我宁死也不道歉!”2019年一名乡镇执教19年的优秀教师,在亲吻过自己的一双儿女后,独自一人冒着濛濛细雨来到长江大桥纵身一跃,结束了自己年轻的生命。
这起事件当时在地方教育圈和社交媒体上掀起了不小的波澜。很多人第一反应是震惊,一个在讲台上站了快二十年的老师,怎么会走到这一步?他教过的学生回忆,他总是穿着洗得发白的衬衫,板书工整,作业批改到深夜,还常自掏腰包给家庭困难的孩子买文具。这样一个被学生和家长认可的人,为什么会被逼到用生命来对抗一场“道歉”的压力?
随着更多信息浮出水面,人们才慢慢拼凑出事情的原委。据当地教育系统的内部通报,这位教师因在课堂上批评了一名违反纪律的学生,被该学生家长连续投诉,甚至被要求公开赔礼道歉。

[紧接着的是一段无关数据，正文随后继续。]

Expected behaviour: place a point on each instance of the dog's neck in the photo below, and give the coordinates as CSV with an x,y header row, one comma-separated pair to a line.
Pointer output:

校方在压力之下,也倾向息事宁人,要求他按程序走。可对一个把师道尊严看得比命还重的人来说,这不仅是工作上的屈辱,更是人格上的践踏。
我查了下当时的教育环境,2019年正是全国推进师德师风建设的关键期,很多学校对家长投诉的处理方式趋向“快处快结”,有时候为了维护学校形象,会牺牲教师的立场。这种大环境,让一些本应被保护的教育者,反而成了最脆弱的一环。尤其乡镇学校,资源少、监管弱,教师面对家长施压时,往往没有足够的制度支持。
这个教师不是没尝试过沟通。有同事提到,他曾在办公室里翻出学生的课堂表现记录,想用事实说明批评的合理性,但家长不认数据,只认“孩子受委屈”。在持续几个月的拉锯中,他从坚持到沉默,从沉默到绝望。亲吻孩子的那个清晨,他可能已经在心里做了选择——与其在羞辱中苟活,不如用决绝的方式守住自己认定的底线。
有人说,他太刚烈,不够“变通”。可换个角度想,如果社会连一个教师坚持教学原则的权利都保障不了,那我们口口声声说的“尊师重教”又剩多少真实分量?教育不是简单的服务行业,教师也不是随叫随到的客服。他们的工作对象是有思想、有差异的个体,管理课堂需要一定的权威,这种权威一旦被外部力量随意削弱,教学秩序就会崩塌。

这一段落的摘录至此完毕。